EUROPE

European partners to recognise refugees’ qualifications

It is often the case that refugees arrive in a country with educational qualifications and work experience, but with no documents. To make the most of their potential, we need to recognise those qualifications. That requires ‘thinking out of the box’ and it requires thinking fast. If refugees cannot use the skills for which they are qualified, they will eventually lose them, along with their motivation.

Too often, refugees are unable to use their qualifications to the benefit of their host countries. This is a loss for host countries, a waste of talent and expertise, as well as for the individual refugees, who miss out on the chance of using their qualifications and developing their skills.

It is also a loss for the refugees’ home countries, which will badly need the refugees’ competencies if they are eventually able to return home or able to help rebuild their home countries even if they have established new lives abroad.

This is why the Council of Europe, the Greek ministry of education and four ENICs (national information centres working on recognition issues) in Greece, Italy, Norway and the United Kingdom tested a method for assessing refugees’ qualifications, even when they cannot be adequately documented, in a European pilot project last year. The method was originally suggested by the Norwegian and UK ENICs in 2015 and tested in Norway in 2016.

Through an evaluation of whatever documentation is available, a self-evaluation that the refugee provides and a structured interview with two qualified credentials evaluators, the European Qualifications Passport for Refugees (EQPR) maps and presents information on the refugee’s education level and profile, work experience and language proficiency.

The project established the EQPR as a format for describing the qualifications in such a way that the assessment can be used for access to higher education or employment. It is designed to be of use not only in the country where the EQPR is issued but also in other countries in the European region. Several refugees assessed during the pilot have already been able to use the EQPR to access studies.

Given the success of the pilot project, a three-year project is now being launched to develop the EQPR further. The project will allow for testing in more countries and involve more partners: in addition to the former partners, the new project will involve the Italian ministry of education as well as the ENICs of Armenia, Canada, France, Germany and the Netherlands.

The UNHCR, the UN refugee agency, will also be more involved in this next stage, which will be launched in Athens on 28 March. The project has so far received financial support from the ministers of education in Greece, Italy and Norway as well as from the Council of Europe.

Online assessment and electronic storage

The new project is not only larger; it is also broader in scope. The pilot project was only able to test online assessment in a few cases towards the end of the project. Now online assessment will be a key part, as will the development of secure electronic storage of the EQPRs issued. The goal will be to enable refugees to access their own EQPR and share it on an individual basis with any higher education institution or prospective employer of their choice.

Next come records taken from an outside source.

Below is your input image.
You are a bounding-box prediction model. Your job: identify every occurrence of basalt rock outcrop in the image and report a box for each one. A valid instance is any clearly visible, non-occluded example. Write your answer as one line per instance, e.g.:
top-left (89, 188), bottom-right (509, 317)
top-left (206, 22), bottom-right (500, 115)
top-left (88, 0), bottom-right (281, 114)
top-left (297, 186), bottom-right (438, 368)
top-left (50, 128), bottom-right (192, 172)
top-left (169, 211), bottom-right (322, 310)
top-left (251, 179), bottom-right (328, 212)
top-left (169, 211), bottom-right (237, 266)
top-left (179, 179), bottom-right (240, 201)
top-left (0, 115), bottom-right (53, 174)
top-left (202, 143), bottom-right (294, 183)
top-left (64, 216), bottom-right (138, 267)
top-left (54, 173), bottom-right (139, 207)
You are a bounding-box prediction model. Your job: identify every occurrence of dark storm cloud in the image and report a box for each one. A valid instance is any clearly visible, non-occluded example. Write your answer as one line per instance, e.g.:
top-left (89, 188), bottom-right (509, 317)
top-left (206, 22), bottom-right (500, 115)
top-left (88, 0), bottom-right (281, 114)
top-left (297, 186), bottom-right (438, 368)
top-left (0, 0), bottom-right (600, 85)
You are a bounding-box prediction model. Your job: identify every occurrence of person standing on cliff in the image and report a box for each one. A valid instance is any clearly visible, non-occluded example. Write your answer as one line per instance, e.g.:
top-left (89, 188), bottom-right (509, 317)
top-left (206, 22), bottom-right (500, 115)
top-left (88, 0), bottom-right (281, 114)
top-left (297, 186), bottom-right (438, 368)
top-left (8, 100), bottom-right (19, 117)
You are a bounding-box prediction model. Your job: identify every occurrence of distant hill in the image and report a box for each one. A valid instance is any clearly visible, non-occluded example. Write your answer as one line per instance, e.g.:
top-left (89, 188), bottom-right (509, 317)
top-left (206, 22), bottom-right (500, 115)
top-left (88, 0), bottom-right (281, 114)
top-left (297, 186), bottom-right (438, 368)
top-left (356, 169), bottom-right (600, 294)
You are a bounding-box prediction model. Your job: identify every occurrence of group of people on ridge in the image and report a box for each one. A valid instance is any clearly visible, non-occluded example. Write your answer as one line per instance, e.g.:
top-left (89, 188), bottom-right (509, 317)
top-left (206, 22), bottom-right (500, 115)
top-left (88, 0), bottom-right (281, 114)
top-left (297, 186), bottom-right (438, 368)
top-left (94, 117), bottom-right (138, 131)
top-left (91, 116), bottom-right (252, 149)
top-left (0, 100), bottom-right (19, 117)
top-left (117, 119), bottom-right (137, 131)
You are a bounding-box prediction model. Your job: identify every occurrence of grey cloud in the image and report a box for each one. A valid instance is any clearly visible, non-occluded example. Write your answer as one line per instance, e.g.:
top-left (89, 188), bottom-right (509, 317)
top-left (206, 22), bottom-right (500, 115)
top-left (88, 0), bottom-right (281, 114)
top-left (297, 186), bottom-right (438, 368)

In the next phase, running from 2018 to 2020, new groups of refugees will be included. Those interviewed in the pilot phase were mainly Syrian, Iraqi or Afghan refugees claiming higher education qualifications. These groups will still be included in the new project, especially in Greece.

The refugee population in Italy, however, has a different profile. Many of the refugees currently in Italy come from Sub-Saharan Africa and many claim secondary rather than higher education qualifications. This offers an opportunity to test the EQPR in new circumstances and potentially to expand its use.

In the second and third assessment rounds of the pilot project, some of the refugees who had already been interviewed played an important role in helping other refugees. They informed others about the EQPR, helped them apply for an assessment and were able to explain what the project was all about.

There is no help better and more credible than that delivered by peers. Therefore the new project will include developing an alumni network of EQPR holders. Alumni will help new holders of the EQPR to integrate better into their new local societies by accessing further studies and the labour market.

Usable in any European country

Moreover, the involvement of more ENICs will help put the EQPR more firmly on the agenda of the ENIC and NARIC Networks, which is crucial in developing recognition policy and practice in Europe.

The European Qualifications Passport for Refugees can be of use to any European country and is explicitly mentioned in the recommendation on the recognition of qualifications held by refugees, displaced persons and persons in a refugee situation that the Lisbon Recognition Convention Committee adopted in November 2017.

Preparing for future crises

In an ideal world, there would be no need for the European Qualifications Passport for Refugees. In the real world, however, the EQPR can help refugees who are already in Europe. It can also help us prepare for future situations where we will have to help large numbers of refugees resettle in a short period of time. In addition, it may have the potential to be of use in other regions of the world.

Sjur Bergan is head of the Education Department at the Council of Europe. He has been central in the development of both the Bologna Process/European Higher Education Area and the Lisbon Recognition Convention. Stig Arne Skjerven is director of foreign education in NOKUT (Norwegian ENIC-NARIC). He is the president of the bureau of the ENIC Network – European Network of Information Centres.